Verizon just delivered a brutal reality check to 13,000 employees. New CEO Dan Schulman announced the telecom giant is slashing 13% of its workforce - one of the industry's largest layoffs this year. The cuts come as the company bleeds customers and scrambles to fund a $20 billion expansion into fiber internet.
Verizon just dropped the hammer on more than 13,000 employees, marking one of the telecommunications industry's most dramatic workforce reductions this year. The announcement came through a company-wide memo from CEO Dan Schulman, who took the helm just last month after leading PayPal for nearly a decade. The timing couldn't be more telling - a new sheriff cleaning house as the telecom giant struggles with customer defections and mounting costs from its aggressive expansion strategy.
The numbers paint a stark picture. With around 100,000 full-time employees as of September, according to Verizon's Q3 earnings report, this 13% reduction represents the largest single workforce cut in the company's recent history.
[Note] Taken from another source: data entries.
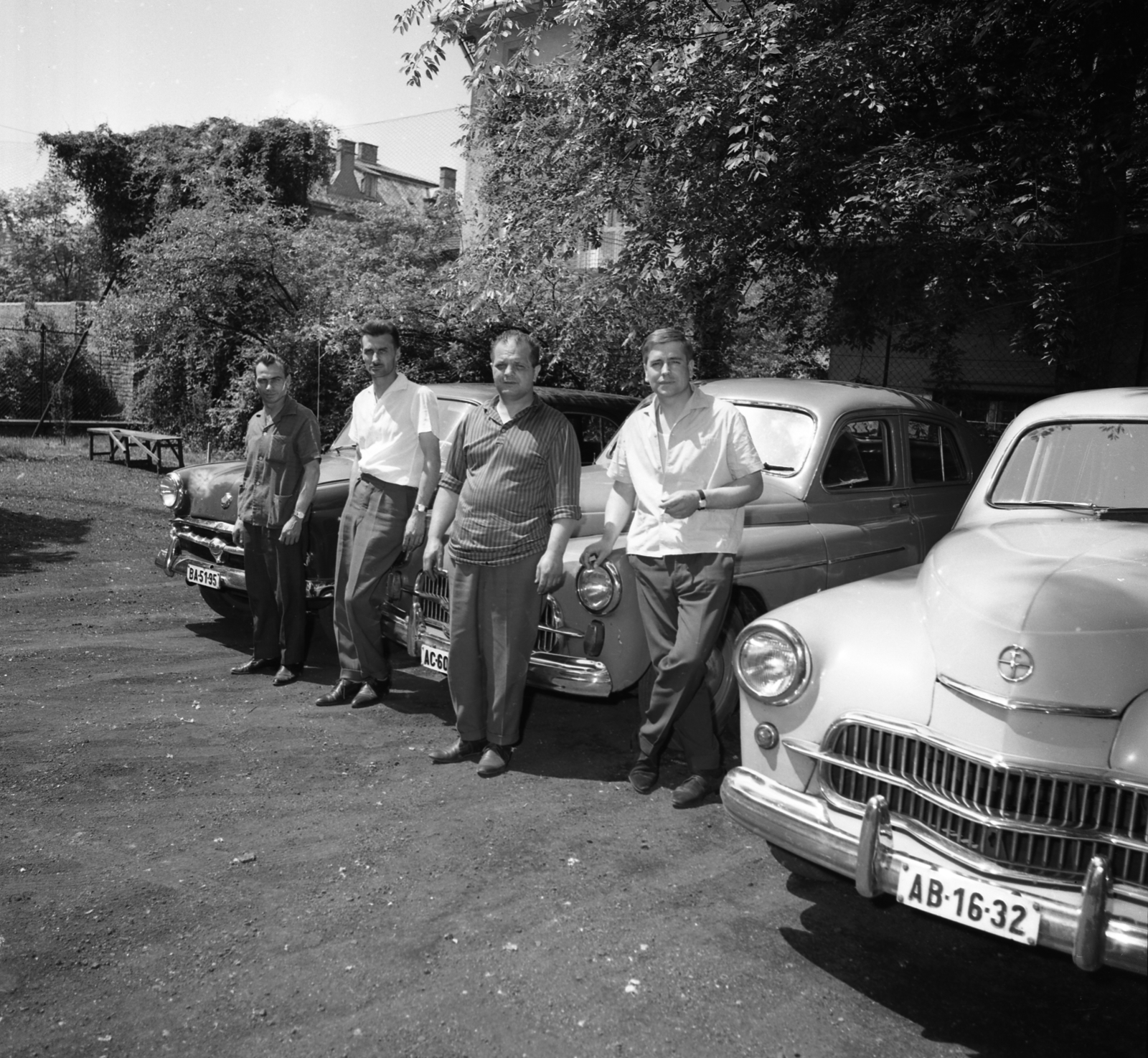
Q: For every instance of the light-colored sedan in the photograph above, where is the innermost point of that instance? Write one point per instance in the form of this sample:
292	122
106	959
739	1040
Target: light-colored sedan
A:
971	735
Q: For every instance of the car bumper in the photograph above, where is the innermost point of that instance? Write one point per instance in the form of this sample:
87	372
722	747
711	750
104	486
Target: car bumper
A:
804	826
558	673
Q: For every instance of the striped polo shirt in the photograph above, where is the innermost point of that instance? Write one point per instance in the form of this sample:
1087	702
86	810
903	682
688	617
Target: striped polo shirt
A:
514	480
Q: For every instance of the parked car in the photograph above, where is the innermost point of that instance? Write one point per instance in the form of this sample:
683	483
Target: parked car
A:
971	735
202	499
859	481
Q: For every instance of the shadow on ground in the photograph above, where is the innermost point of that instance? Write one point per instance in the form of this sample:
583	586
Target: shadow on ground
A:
30	542
962	981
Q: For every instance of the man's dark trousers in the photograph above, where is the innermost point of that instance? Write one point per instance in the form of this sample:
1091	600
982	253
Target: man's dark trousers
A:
371	532
682	599
277	593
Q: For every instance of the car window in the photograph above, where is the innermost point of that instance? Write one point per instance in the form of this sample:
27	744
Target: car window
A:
860	457
933	455
1083	464
781	435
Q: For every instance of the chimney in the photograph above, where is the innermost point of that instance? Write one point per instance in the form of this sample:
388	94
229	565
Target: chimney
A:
344	181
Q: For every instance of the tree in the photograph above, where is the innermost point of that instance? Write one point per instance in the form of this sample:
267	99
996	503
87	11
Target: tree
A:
911	162
50	250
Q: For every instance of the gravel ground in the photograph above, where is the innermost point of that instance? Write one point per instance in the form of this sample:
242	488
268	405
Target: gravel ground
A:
199	864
But it's not just about headcount - Schulman's memo makes clear this is about fundamentally rewiring how Verizon operates.
"Our current cost structure limits our ability to invest significantly in our customer value proposition," Schulman wrote to employees, painting the layoffs as necessary surgery rather than panic. The message, first reported by The Wall Street Journal, reveals a company under pressure from multiple fronts: bleeding subscribers, expensive acquisitions, and the need to compete in an increasingly crowded market.
The timing exposes Verizon's precarious position. The company's most recent earnings showed a loss of 7,000 postpaid phone customers, even as rivals like T-Mobile continue gaining ground. That subscriber erosion comes at the worst possible moment, as Verizon doubles down on expensive bets to transform from a traditional wireless carrier into a broadband powerhouse.
The $20 billion merger with fiber provider Frontier and the acquisition of antenna-based internet service provider Starry represent Schulman's vision for Verizon's future. But funding that transformation requires serious cost discipline - hence the mass layoffs hitting every division of the company.